The biggest study of its kind also found cost remains a barrier to e-MTBs, writes Dr Lesley Ingram-Sills
New research into the use of electric mountain bikes (e-MTBs), led by researchers at Edinburgh Napier University’s Mountain Bike Centre of Scotland, has found they could have a role to play in reducing health inequalities – as well as offering a ‘unique opportunity’ to promote wellbeing.
The study, which was the largest undertaken into the recreational use of the e-MTBs, gathered more than 1300 responses were gathered from riders, retailers, manufacturers and land managers across Scotland, England and Wales.
It found evidence of an older participation base than general MTB cyclists, as well as a broadly similar number of disabled respondents to the British average, suggesting they could help more people stay fit and active.
Other conclusions included an increase in speed and distance covered throughout the year in comparison to other cyclists, this the majority of individuals participating to benefit mental health or have fun.

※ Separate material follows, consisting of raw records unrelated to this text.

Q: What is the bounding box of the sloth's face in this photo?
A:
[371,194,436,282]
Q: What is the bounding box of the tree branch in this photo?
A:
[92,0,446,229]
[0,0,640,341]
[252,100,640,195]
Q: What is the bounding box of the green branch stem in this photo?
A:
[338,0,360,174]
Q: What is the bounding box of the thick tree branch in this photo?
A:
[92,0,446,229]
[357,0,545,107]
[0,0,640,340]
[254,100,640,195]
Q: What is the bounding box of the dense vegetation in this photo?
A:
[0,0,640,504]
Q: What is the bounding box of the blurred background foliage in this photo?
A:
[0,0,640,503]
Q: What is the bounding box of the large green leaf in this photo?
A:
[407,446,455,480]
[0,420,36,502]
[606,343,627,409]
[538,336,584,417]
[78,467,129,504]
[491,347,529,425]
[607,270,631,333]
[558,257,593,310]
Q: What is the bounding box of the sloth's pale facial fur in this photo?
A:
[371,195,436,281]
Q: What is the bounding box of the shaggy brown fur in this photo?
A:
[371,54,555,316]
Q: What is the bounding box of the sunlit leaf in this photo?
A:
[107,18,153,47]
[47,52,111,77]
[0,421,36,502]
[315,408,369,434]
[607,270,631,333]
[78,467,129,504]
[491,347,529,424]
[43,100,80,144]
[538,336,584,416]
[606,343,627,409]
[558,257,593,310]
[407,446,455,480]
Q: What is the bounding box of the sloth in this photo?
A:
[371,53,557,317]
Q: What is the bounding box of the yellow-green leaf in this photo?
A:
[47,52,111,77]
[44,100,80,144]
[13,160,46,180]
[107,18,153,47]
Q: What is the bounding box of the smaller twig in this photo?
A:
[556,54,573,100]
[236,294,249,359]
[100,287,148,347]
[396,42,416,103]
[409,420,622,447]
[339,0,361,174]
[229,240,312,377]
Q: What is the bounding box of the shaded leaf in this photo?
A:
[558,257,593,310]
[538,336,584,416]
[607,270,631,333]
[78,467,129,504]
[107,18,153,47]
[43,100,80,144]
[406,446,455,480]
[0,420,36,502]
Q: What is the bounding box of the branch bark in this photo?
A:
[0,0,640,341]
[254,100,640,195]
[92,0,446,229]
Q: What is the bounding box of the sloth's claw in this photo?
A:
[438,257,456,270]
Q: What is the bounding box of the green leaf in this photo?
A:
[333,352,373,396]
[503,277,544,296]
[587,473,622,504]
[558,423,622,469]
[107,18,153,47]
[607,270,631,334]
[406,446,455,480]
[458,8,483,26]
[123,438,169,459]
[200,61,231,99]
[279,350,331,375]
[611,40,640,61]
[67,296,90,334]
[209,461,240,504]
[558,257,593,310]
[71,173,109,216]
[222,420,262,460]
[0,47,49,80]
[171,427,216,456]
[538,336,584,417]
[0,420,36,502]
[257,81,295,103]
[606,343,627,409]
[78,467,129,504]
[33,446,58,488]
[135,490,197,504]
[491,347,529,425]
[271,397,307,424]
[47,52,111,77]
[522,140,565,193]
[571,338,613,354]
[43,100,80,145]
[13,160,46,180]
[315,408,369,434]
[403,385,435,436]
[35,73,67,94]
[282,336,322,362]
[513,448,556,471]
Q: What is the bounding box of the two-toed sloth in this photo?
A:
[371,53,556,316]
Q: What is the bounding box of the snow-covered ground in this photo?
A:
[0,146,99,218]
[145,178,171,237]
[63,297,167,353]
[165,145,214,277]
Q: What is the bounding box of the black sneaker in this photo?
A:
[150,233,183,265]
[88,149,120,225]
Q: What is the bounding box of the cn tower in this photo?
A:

Cost is the main barrier to participation and this is an important consideration moving forward to make it fully accessible as a sport.
The final report also makes nine recommendations to organisations involved in the sector, including education relating to trail etiquette and outdoor access codes, reducing the financial barriers and promoting its health benefits.
Within this research we attempted to understand the rider, the industry, and the most popular trails to ride e-MTBs on. We continue to see a growth in this sector of the cycling industry and its great to see new users entering the sport for the first time. e-bikes really can smash down barriers making cycling accessible for all regardless of fitness, gender, disability or age. It’s great to see more individuals accessing green spaces to have fun and improve their mental health – we all need a bit of that after the last few years. The Stakeholders are trail blazers here, using this information to help with trail developments, infrastructure, and rider education to support e-MTBers just as the sport is gaining momentum.
This study was funded and supported British Cycling, Developing Mountain Biking in Scotland, Forestry England, Natural Resources Wales, Scottish Cycling, NatureScot and Forestry and Land Scotland. It also suggests targeting under-represented groups to make cycling more diverse, promoting a positive image of e-bike use, and conducting more research on their environmental impact in future.
Since being introduced into the cycling industry, sales of e-bikes have grown exponentially over the last five years. They are expected to surpass 130 million in 2023 with some estimates predicting as much as an eight-fold increase by 2030.